We have some banana plants in our back yard which flower about twice a year. The whole bunch ripens at the same time. As a result, there comes a time of the year in which we have plenty of ripe sweet bananas to feed an army! There are so many bananas you can eat in a matter of 3-5 days, so after distributing to the neighbors, family, friends, making smoothies and placing in the children’s lunch boxes, I always end up with a few brown bananas in my kitchen counter that are perfect to make this banana bread. Most of the time I make it without walnuts, but I have added them to the recipe as an option. This is a great snack or dessert with some ice cream. I must warn you its so good you won’t be able to stop eating it.
So don’t let the overripe banana’s go to the trash and make this banana bread. You may also mash them and freeze them in a freeze proof plastic bag for later use.
Banana Bread
Ingredients
3 very ripe bananas
2 large eggs
4 tbsp unsalted butter (1/2 stick), melted
2/3 cups of sugar
1 3/4 cups of self-rising flour, sifted after measuring
1/4 tsp ground nutmeg
1/2 tsp vanilla extract
1/4 cup of sour cream
2 tbsp milk
OPTIONAL 1/4 cup of chopped walnuts, dredged in some flour
extra butter to grease pan
Procedure
1. In a small bowl, mash very ripe bananas with a fork.

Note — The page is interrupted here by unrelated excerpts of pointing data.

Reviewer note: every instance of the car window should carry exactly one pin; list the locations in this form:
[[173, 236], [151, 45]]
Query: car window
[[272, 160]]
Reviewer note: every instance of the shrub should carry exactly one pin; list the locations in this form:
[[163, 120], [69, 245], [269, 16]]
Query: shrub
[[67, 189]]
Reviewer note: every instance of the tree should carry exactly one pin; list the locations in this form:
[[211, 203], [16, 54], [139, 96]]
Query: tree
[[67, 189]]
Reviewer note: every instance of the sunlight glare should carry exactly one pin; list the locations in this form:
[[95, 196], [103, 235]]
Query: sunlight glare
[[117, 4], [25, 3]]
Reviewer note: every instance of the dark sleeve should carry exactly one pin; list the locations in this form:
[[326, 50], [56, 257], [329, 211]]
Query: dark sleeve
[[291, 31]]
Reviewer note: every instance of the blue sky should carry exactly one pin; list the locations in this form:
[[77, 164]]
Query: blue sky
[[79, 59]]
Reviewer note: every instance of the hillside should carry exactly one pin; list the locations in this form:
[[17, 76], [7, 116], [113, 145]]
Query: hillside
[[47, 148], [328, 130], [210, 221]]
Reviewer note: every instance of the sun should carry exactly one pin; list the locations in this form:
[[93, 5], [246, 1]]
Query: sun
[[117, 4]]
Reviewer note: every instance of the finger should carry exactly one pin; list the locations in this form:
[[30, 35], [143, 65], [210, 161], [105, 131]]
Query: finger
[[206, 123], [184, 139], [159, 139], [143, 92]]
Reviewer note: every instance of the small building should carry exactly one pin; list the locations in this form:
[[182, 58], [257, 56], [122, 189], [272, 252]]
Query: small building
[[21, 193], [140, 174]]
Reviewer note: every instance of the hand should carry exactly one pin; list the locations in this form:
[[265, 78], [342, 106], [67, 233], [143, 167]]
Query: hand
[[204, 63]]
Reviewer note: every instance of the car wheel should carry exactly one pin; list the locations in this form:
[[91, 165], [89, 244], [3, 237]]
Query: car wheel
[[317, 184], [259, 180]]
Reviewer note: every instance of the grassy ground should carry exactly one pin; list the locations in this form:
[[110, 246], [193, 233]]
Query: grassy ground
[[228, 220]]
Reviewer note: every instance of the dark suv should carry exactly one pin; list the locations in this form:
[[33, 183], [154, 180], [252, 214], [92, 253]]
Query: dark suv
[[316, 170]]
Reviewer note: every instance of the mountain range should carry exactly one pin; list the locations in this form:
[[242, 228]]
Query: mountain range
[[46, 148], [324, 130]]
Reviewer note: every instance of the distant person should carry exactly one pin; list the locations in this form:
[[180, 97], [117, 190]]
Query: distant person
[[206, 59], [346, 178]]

2. Beat melted butter and sugar until creamy. Add eggs, sour cream, nutmeg, vanilla extract, milk, mashed bananas and beat just until combined.
3. Add sifted self-rising flour in two batches and beat until fully incorporated into the batter. Do not over beat. If you are going to add walnuts do so at this point by folding in with a silicone spatula.
4. Pour batter into greased loaf pan and bake at 350º F for approximately 35 minutes. Check for doneness with a sharp knife or wood bbq skewer. Let rest for a few minutes. Take out of baking pan and let cool completely.